2. Prosecutor's closing argument. As there is no indication that the defendant objected at trial to any aspect of the prosecutor's closing argument, we review the defendant's claims to determine whether any errors created a substantial risk of a miscarriage of justice. See Commonwealth v. Kozec, 399 Mass. 514, 518 n.8 (1987). "[T]he cumulative effect of all the errors must be considered in the context of the arguments and the case as a whole." Commonwealth v. Niemic, 472 Mass. 665, 673 (2015) (quotation omitted).
We decline the defendant's request—based on the fact that a sidebar discussion occurring after the prosecution's closing argument could not be transcribed—to assume that trial counsel objected to the prosecutor's closing and therefore to review for prejudicial error. Because of transcription problems, the parties entered into a stipulation, which reconstructed some of what occurred at the postclosing sidebar, including statements by the judge. In approving the stipulation, the judge stated that he had consulted his trial notes and had nothing to add. We think it highly likely that, had trial counsel made any objections to the prosecutor's closing, the judge would have responded in some way, and those responses, like his other statements at that sidebar, would have been audible. We also note that trial counsel's affidavit recounting his recollection regarding a juror bias issue, discussed infra, did not assert that he had objected to any aspect of the prosecutor's closing. And at a hearing on reconstructing the record, appellate counsel reported to the trial judge that trial counsel was willing to file an affidavit stating that he had no specific memory of what occurred during any of the inaudible portions of the trial recordings. In these circumstances, we are unwilling to assume that trial counsel made any objection to the prosecutor's closing. See Commonwealth v. Sheffield, 16 Mass. App. Ct. 342, 349 (1983) (notwithstanding missing transcript, "[i]t seems to us that ... if the prosecutor had made any significantly improper argument, defense trial counsel would have recalled it").

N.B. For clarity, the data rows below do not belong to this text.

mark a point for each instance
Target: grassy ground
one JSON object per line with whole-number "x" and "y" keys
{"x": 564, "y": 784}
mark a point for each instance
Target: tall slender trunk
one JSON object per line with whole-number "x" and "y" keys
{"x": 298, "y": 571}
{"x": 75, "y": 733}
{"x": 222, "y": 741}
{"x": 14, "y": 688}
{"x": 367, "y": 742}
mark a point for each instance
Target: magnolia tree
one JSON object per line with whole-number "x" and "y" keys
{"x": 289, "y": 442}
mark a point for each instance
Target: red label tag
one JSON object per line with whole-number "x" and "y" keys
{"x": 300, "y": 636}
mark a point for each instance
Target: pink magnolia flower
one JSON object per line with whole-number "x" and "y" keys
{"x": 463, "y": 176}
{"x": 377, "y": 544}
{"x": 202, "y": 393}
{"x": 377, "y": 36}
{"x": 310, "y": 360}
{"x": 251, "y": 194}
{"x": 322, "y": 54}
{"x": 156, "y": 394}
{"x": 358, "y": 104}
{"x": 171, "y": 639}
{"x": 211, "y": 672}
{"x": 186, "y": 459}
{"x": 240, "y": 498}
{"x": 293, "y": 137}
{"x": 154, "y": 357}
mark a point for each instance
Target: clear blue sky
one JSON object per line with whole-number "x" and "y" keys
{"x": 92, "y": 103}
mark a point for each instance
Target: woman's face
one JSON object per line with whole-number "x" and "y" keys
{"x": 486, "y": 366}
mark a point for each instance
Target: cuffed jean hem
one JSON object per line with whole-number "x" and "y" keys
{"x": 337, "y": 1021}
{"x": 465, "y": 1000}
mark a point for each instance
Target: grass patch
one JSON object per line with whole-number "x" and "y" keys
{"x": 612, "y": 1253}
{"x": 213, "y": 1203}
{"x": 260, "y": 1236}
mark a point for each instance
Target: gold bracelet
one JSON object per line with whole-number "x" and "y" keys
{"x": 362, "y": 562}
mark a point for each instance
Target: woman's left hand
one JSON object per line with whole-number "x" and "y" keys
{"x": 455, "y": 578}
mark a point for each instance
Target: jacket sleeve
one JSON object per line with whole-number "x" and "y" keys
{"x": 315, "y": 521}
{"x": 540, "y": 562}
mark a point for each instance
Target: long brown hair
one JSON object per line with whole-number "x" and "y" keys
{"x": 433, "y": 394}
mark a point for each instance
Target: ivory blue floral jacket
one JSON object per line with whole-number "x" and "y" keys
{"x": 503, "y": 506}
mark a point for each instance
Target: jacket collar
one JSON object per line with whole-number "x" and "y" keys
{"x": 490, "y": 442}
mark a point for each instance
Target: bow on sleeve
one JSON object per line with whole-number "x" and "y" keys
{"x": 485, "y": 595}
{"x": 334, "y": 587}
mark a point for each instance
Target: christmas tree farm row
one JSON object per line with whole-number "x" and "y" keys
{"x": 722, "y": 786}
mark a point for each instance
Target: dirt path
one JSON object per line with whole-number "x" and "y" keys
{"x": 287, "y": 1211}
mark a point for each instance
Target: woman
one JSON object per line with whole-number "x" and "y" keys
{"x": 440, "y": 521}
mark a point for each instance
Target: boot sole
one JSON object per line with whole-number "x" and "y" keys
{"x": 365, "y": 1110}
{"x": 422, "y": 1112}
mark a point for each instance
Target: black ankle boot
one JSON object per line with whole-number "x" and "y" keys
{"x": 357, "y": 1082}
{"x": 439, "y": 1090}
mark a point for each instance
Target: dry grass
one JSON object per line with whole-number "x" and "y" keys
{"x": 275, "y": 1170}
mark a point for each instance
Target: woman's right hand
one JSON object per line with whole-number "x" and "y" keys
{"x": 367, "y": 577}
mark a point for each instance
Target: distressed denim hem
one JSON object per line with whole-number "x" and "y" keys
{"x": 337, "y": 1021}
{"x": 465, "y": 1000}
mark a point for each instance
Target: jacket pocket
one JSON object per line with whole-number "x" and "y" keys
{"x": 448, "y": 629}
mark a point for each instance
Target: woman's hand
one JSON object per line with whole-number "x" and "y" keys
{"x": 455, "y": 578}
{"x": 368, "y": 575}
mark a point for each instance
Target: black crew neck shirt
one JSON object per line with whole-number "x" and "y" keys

The defendant first challenges the prosecutor's use of the word "we" in the following passage:
"Then there were three witnesses today. Just to be perfectly clear, we called them, we subpoenaed them, we brought them in here today, we asked the questions. We did that so you know that we do complete investigations."
The prosecutor, responding to criticisms of the investigation in the defense closing, was referring to testimony from a State trooper and two scientists from the State police crime laboratory, the substance of which was that despite their efforts, no useful fingerprint or DNA evidence could be obtained from the firearm or the ammunition recovered in this case. The prosecutor's use of the word "we" did not express any opinion as to the credibility of those witnesses, nor did he align himself with the jury, as in Commonwealth v. Burts, 68 Mass. App. Ct. 684, 688-689 (2007). Nor did the argument "invite the jury to rely on the prestige of the government and its agents rather than the jury's own evaluation of the evidence," as in United States v. Torres-Galindo, 206 F.3d 136, 142 (1st Cir. 2000). Nor would the jury have understood the remark as calling attention to the defendant's failure to offer any evidence. There was no error.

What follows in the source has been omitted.